Weak economies of France and Germany are holding back the EU’s recovery – 2024-03-21 12:18:00

by times news cr

2024-03-21 12:18:00

Eurozone private sector activity rose to a 9-month high of 49.9 in March, but continued weakness in the bloc’s two largest economies, France and Germany, was a key headwind for the bloc. As Day.Az reports, Bloomberg writes about this.

The S&P Global composite PMI beat economists’ expectations at 49.7, approaching the 50 mark that separates growth from contraction. This growth was driven only by the services sector; the manufacturing index unexpectedly fell.

Despite the overall improvement, the economies of Germany and France continue to lag significantly, indicating an uneven recovery, Hamburg Commercial Bank said.

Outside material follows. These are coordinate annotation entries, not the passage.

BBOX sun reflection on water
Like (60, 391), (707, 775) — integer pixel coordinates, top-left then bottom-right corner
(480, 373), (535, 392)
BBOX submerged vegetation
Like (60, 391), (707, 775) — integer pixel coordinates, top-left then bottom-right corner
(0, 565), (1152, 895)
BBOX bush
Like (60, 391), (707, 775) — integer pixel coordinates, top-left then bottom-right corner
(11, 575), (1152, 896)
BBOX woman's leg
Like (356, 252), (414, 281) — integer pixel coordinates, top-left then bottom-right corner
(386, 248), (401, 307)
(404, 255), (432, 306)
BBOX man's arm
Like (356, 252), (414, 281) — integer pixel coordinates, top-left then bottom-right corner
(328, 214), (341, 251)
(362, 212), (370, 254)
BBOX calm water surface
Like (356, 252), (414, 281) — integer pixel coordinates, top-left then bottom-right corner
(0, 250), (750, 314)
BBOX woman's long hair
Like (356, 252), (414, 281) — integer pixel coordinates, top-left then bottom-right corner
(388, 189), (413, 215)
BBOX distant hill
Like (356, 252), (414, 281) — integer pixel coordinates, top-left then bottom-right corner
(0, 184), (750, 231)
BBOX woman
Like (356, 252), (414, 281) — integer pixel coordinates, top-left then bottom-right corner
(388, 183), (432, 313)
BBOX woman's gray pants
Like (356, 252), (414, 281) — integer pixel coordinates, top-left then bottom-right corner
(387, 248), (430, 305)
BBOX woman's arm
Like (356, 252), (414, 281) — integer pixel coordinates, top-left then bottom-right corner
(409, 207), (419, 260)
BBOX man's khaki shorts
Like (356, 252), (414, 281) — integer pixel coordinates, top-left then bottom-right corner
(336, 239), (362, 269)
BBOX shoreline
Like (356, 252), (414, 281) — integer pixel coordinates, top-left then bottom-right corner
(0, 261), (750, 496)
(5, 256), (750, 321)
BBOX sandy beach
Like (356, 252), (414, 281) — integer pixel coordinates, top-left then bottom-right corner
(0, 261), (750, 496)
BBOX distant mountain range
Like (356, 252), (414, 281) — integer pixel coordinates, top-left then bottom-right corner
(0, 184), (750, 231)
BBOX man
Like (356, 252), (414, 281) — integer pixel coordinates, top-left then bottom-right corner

The eurozone avoided a recession at the end of 2023, but economists forecast growth of just 0.1% in the first quarter and 0.5% by the end of 2024.

Important German manufacturers again disappointed economists’ forecasts – their index fell to 41.6 from 42.5 in February.

“Germany is not returning to its growth trajectory,” said Cyrus de la Rubia, chief economist at the Hamburg Commercial Bank.

In France, confidence indicators in industry and services have improved. The Insee Composite Index reached an average of 100 in March for the first time in six months.

“The ECB can take comfort from the lack of rising price pressures in the services sector. However, prices are still high, so price data is not enough to change the ECB’s plans to cut rates in June,” de la Rubia said.